In Brief
Before Griffith Park in Los Angeles was a park, the legend says a teenage girl named Petranilla stood up in a restaurant and cursed the land — floods, fire, blood. Locals still report her riding the trails near midnight on a white horse.
The Full Story
The land that became Griffith Park in Los Angeles is supposed to be cursed, and the figure people report seeing on the trails near midnight is the girl who is said to have cursed it. They describe a woman in a white gown on a white horse, sometimes watching from a window of the old Feliz Adobe — the oldest building still standing in the park. Her name, in the legend, is Petranilla.

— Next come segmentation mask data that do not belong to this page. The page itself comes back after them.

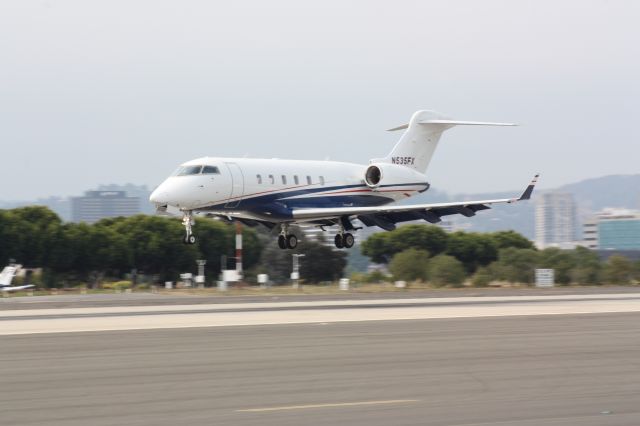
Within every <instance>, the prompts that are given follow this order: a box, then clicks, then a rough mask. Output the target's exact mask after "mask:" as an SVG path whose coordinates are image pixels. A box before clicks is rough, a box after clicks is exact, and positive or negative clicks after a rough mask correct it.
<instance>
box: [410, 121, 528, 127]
mask: <svg viewBox="0 0 640 426" xmlns="http://www.w3.org/2000/svg"><path fill="white" fill-rule="evenodd" d="M418 124H447V125H450V126H517V124H515V123H493V122H490V121H458V120H426V121H421V122H419V123H418Z"/></svg>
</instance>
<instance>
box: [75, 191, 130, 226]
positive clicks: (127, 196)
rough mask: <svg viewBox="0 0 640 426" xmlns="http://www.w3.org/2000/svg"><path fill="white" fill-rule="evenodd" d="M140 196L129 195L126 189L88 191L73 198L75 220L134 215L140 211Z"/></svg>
mask: <svg viewBox="0 0 640 426" xmlns="http://www.w3.org/2000/svg"><path fill="white" fill-rule="evenodd" d="M140 212H141V211H140V197H129V196H127V193H126V192H125V191H87V192H85V193H84V196H82V197H73V198H71V218H72V220H73V221H74V222H86V223H94V222H97V221H99V220H100V219H104V218H107V217H118V216H133V215H136V214H138V213H140Z"/></svg>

Here's the story they tell. This was once Rancho Los Feliz, and when its owner Don Antonio Feliz died of smallpox in 1863, a deathbed will handed almost all his land to a former mayor of Los Angeles and a lawyer, leaving his teenage niece nothing. The legend adds a stick fastened behind the dying man's head to make him nod assent to the document. Petranilla, the story goes, stood and damned them all — the new owners, the judge who upheld the will, and the land itself. "I see a great flood spreading destruction," runs the version LAist quotes. "I see the grand oaks wither in the tongues of flames."
Then the misfortunes came, if you follow the lore. The lawyer was shot dead. Later owners were ruined — one was gunned down in a saloon, one lost his cattle to fire and grasshoppers, another fell from his own banister. At an 1898 banquet in the adobe celebrating the city's new park, the tellers say the ghost of Antonio Feliz appeared at the head of the table: "I come to invite you to dine with me in hell."
None of it is in the record. Every version traces back to one writer, Horace Bell, who set the curse down decades later. The historian Hadley Meares went looking and found the land changed hands legitimately and Petranilla was never cheated — she lived on for decades, not dropping dead at the curse as the legend has it.
"But it's a great story," Meares said. People still ride past the adobe at night, watching the windows.